Panic sell-offs dominated European markets on Friday after a collapse Thursday on Wall Street. Following another tumble in the Asian markets, Europe followed suit.

The FTSE 100 in London was off more than 1,000 points for the week, a 21 percent drop that was the worst since 1987. France's CAC-40 fell by 7.7 percent on Friday. Germany's DAX ended the day down about 8.1 percent. Trading in Vienna was temporarily halted after the stock exchange dropped 10 percent when trading began early Friday.

"There is no safe haven," Natixis economist Evariste Lefeuvre told the BBC.

However, an increasing sense of urgency hasn't been followed by concrete new steps.

French Finance Minister Christine Lagarde told reporters that a "harmonized approach" was unlikely to emerge from the financial leaders of the Group of Seven industrial nations.

"You cannot apply the same method to different market situations," said Lagarde, who's taking part in the sessions over the weekend.

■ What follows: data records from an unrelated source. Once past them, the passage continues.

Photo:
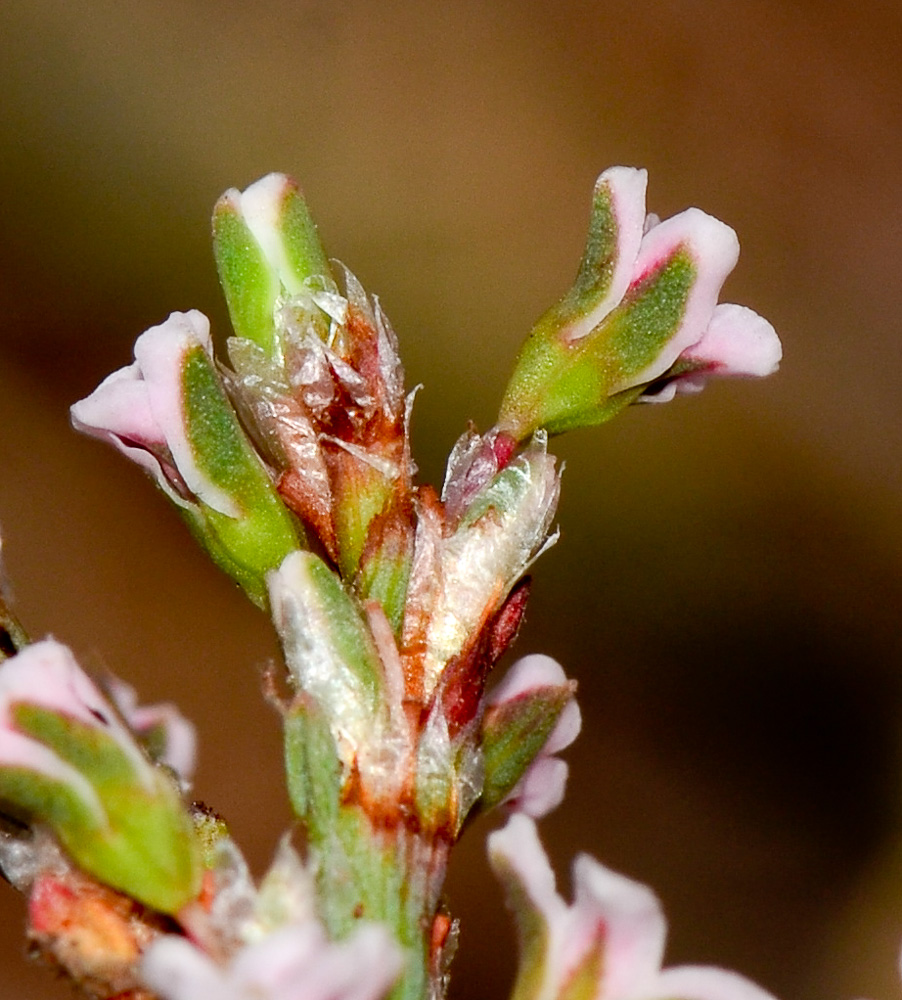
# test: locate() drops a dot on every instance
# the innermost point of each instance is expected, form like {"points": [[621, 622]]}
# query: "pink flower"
{"points": [[46, 675], [140, 410], [613, 932], [541, 789], [296, 962], [167, 735], [642, 321]]}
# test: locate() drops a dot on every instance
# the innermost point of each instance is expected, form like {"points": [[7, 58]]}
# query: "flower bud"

Without dramatic new steps, some worry that the crisis will only deepen.

"One of the biggest lessons of the Great Depression is that countries only acted in self-interest, and if countries act in self-interest the chance of failure is much higher," said Jon Danielsson, an economist at the London School of Economics. "There is an increasing realization that the way out is for the large industrial nations to act with a single voice."

While the British proposal to effectively nationalize some of its banks is now gaining credibility in the U.S. and around the world, economists say more needs to be done.

As G-7 leaders gathered in Washington, an international group of economists affiliated with the Center for Economic Policy Research in London called for "a fundamental rethinking of the financial architecture."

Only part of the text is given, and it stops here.